There is. Anything that can't be reached by a small number of genetically small steps that either enhance or at least maintain fitness will never be reached.
Right. Every tool invented by humans is superior in achieving a certain end than is our inborn equivalent. We don't have to faithfully model nature to surpass it.
Likewise manmade models based in mathematics and statistics have long proved more accurate in predicting outcomes than the human mind, even though we know the mind doesn't employ math.
Human-made machines have made it possible for elephants to fly. Nature never will.
I love those videos. We will be getting a lot more, soon, as well with the new voltage-sentitive microscopy.
I think the best story for understanding circuitry in vertebrates comes from the work on hierarchical pattern generators -- where much of the work was done on lampreys.
Grillner, S. (2006).
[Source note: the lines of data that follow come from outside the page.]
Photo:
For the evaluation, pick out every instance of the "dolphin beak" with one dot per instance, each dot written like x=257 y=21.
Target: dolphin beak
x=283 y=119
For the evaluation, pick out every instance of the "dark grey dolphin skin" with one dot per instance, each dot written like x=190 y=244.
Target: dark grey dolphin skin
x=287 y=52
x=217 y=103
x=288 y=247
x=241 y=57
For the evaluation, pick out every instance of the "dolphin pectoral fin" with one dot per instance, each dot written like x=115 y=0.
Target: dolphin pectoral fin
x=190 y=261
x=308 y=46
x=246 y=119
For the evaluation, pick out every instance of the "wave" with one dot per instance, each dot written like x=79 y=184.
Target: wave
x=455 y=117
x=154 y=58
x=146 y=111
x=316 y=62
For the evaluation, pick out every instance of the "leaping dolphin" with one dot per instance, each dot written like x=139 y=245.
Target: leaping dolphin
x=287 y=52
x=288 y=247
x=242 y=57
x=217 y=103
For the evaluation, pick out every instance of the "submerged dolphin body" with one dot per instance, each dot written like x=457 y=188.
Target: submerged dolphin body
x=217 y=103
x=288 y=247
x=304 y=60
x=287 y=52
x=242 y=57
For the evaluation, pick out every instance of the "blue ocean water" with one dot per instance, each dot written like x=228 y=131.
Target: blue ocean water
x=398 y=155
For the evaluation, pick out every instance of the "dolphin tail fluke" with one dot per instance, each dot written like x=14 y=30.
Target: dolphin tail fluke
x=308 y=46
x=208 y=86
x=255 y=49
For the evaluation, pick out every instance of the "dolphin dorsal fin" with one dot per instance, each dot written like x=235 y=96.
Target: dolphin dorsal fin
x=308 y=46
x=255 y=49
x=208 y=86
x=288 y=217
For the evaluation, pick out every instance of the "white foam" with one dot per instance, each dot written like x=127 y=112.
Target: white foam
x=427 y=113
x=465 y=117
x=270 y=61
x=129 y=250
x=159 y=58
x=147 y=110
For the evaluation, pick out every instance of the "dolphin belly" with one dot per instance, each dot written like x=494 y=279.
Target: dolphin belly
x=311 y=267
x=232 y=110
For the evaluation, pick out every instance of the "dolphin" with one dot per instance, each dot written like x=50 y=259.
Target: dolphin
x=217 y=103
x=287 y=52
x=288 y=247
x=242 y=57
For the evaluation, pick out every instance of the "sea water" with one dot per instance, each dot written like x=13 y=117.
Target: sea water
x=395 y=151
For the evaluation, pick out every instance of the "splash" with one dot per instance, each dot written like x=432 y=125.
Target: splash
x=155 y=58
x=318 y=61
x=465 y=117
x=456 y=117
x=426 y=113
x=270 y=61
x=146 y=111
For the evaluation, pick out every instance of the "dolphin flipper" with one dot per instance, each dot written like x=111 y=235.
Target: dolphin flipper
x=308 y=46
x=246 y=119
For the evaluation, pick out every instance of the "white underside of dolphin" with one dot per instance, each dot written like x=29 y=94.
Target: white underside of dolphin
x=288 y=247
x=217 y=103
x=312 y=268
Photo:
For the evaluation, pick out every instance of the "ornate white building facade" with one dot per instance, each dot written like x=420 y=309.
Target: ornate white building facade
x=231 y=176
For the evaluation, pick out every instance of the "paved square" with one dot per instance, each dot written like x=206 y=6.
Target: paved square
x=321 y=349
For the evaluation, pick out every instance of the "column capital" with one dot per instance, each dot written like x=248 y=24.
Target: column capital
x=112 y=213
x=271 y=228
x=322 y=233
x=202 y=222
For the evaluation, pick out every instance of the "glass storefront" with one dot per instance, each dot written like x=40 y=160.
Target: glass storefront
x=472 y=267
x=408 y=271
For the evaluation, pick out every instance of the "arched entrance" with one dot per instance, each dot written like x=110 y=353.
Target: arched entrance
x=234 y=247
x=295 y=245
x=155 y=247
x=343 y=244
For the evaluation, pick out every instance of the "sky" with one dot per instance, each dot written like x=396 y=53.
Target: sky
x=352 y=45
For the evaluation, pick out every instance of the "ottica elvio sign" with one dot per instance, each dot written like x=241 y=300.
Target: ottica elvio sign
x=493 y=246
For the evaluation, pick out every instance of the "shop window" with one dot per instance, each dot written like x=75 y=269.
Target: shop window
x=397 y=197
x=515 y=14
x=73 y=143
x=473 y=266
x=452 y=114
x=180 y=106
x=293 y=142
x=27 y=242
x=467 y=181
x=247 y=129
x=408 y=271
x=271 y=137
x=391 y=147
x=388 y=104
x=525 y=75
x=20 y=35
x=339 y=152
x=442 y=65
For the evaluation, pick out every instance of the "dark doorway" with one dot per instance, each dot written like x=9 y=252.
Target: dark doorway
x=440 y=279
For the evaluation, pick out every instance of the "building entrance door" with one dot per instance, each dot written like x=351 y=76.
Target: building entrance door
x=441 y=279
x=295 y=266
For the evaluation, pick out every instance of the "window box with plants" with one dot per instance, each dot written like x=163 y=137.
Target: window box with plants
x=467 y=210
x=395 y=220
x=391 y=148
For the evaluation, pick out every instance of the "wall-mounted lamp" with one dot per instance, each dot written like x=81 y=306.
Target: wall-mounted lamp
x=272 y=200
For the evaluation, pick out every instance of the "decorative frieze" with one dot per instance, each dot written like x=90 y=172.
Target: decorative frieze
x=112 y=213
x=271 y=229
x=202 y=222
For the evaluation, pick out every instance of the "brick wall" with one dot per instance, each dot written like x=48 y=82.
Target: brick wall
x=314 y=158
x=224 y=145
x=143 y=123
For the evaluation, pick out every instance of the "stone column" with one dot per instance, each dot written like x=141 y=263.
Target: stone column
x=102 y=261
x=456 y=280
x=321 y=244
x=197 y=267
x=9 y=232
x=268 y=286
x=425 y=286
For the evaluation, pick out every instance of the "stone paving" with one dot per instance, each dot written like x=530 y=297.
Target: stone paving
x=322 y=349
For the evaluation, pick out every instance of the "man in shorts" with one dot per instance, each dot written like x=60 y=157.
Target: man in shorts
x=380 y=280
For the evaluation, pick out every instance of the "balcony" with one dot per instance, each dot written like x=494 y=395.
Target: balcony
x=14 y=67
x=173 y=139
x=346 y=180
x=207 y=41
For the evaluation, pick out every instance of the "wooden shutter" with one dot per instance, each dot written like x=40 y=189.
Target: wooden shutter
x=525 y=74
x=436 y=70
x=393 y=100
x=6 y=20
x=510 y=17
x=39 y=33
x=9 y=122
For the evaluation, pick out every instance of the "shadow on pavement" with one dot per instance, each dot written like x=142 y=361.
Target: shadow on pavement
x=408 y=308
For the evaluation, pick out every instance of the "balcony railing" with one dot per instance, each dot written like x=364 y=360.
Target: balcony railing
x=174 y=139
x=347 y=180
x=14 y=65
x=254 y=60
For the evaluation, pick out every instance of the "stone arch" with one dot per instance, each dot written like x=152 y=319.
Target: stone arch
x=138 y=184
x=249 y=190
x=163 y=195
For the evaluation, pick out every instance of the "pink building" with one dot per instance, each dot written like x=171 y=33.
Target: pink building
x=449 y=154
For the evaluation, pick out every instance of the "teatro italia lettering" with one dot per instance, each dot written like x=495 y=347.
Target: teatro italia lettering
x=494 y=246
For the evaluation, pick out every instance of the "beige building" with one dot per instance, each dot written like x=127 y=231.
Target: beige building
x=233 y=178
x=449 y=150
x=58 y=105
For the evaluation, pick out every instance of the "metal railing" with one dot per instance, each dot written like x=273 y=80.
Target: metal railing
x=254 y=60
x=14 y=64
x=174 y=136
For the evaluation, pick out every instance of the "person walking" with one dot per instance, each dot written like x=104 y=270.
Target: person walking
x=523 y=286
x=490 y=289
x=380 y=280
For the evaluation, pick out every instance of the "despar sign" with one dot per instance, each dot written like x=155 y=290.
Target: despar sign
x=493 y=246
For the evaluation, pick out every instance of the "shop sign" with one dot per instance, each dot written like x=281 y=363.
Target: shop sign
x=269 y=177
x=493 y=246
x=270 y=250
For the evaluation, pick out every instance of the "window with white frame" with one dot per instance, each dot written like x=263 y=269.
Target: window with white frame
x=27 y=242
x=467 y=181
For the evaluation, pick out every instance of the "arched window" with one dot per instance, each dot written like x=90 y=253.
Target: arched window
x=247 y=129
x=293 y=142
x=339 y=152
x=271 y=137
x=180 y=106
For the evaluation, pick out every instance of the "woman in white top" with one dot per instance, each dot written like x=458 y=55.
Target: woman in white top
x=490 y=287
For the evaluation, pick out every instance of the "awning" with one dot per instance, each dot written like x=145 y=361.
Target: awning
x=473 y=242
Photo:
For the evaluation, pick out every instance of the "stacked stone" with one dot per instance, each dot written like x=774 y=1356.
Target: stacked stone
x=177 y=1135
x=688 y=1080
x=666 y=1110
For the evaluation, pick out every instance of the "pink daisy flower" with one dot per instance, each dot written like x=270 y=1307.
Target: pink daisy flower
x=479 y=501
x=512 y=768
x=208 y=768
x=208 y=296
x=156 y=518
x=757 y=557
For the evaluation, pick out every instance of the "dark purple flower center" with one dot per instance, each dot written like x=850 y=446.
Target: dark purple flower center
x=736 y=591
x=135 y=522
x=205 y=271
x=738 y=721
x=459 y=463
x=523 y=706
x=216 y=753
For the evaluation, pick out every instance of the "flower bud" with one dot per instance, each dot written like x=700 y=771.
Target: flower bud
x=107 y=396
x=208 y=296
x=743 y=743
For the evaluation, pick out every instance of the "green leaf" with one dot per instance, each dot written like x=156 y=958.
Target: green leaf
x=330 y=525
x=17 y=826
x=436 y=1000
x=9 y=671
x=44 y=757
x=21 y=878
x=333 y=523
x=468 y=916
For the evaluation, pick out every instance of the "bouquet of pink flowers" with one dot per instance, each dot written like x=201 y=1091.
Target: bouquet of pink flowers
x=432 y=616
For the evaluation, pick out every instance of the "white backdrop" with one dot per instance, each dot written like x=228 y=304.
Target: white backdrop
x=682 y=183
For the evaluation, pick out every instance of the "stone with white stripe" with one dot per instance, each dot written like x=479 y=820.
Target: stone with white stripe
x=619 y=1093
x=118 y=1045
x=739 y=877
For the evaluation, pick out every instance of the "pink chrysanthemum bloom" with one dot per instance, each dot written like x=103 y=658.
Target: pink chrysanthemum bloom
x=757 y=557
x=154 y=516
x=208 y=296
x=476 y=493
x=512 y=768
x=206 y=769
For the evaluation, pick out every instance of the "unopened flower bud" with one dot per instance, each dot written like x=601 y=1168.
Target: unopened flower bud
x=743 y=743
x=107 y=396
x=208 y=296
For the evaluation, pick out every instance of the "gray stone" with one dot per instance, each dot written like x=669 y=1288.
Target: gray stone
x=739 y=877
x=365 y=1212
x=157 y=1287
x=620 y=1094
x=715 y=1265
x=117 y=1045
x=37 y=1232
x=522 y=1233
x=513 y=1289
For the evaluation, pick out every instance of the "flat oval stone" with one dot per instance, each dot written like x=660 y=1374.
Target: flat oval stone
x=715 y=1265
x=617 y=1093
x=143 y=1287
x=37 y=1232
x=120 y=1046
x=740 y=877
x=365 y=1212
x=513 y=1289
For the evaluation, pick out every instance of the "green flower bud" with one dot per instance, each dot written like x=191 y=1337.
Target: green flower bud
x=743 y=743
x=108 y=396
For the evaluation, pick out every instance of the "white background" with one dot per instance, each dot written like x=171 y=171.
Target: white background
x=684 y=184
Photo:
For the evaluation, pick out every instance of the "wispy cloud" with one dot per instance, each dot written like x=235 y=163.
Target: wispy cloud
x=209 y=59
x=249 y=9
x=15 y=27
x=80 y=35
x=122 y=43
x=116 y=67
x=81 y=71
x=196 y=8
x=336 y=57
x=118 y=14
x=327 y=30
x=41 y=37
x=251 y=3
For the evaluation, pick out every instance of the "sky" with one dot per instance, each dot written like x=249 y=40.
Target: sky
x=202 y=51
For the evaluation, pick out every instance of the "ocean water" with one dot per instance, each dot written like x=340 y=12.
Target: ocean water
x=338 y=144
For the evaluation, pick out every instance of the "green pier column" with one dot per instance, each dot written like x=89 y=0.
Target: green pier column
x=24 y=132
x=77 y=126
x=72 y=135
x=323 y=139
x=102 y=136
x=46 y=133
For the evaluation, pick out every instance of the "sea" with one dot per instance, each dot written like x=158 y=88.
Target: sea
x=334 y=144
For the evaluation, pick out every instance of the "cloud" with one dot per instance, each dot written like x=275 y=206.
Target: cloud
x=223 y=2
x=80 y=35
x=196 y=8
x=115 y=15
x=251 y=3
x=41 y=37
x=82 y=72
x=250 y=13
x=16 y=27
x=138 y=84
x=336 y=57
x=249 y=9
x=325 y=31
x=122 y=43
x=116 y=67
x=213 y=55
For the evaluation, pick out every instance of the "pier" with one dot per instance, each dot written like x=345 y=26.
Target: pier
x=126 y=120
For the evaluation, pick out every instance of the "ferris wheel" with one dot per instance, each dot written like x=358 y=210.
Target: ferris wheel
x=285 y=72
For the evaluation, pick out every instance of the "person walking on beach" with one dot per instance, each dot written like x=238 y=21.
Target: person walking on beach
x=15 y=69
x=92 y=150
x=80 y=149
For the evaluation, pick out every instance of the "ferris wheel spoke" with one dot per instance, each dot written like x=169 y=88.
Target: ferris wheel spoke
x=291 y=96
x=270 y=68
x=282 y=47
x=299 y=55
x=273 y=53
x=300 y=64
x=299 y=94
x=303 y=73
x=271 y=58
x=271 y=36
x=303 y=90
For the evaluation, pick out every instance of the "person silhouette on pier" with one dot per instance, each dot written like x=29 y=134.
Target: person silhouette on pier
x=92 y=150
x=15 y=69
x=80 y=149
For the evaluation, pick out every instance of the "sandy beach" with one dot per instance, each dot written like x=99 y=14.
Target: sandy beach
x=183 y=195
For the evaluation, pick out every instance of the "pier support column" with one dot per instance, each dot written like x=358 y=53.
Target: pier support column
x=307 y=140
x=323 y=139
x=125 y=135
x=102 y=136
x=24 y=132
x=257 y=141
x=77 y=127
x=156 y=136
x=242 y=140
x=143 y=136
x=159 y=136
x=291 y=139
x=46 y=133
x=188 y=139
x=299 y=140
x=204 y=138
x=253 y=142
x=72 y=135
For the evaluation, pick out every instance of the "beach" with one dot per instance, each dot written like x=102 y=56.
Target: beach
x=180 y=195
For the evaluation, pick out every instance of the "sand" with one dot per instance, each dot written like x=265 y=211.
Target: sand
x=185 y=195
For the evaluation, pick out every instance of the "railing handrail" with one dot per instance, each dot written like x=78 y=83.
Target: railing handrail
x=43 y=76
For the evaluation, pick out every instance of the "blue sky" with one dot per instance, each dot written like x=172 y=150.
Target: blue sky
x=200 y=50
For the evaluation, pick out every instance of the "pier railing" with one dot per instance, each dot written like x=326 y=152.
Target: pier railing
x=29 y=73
Biological pattern generation: the cellular and computational logic of networks in motion. Neuron, 52(5), 751-766.
The organization of human thought to achieve that level of understanding might be an issue. From the original article: 'the data footprint of all books ever written come out to less than 100 terabytes, or 0.005 percent of a mouse brain'
That formulation makes the goal seem remote but not implausible. We have the technology to index and analyse 10 Terrabytes certainly and even gmail apparently is an exabyte ... [0]. A mouse brain given your premise is 20 petabytes. Given even linear progress this class of problem is not insurmountable.
That is a cute aphorism, but there is no empirical evidence one way or the other. If you are thinking that it is obviously too much information for a brain to know itself, note that most of what we understand about complex systems, such as the weather, is understood using only a miniscule fraction of the total information present. That is the power of abstraction.
Physicists don't understand gravity...neuroscientists don't understand the main...maybe the universe is a giant brain and the stars are neurons, the big bang was conception and we are bacterial growth. Better than all current theories.
I am planning to solve this =) just cracked the inner workings of ANNs (future SHOW HN) and am going to read a book on computational neuroscience tomorrow.
Not to be discouraging, but if you're just starting to learn about artificial neural networks, you have a long way to go...
That said, in the few years of experience I've had with ANNs, they really do seem like an intuitive analog for human learning, at a high level. And thinking about training problems in this way, approximately "what kind of training data would I need to train a small child to do this" can be more helpful than one might have otherwise expected.
I think we're just a handful of major breakthroughs away from true AI, assuming compute and memory continue to scale. Certainly within 100 years.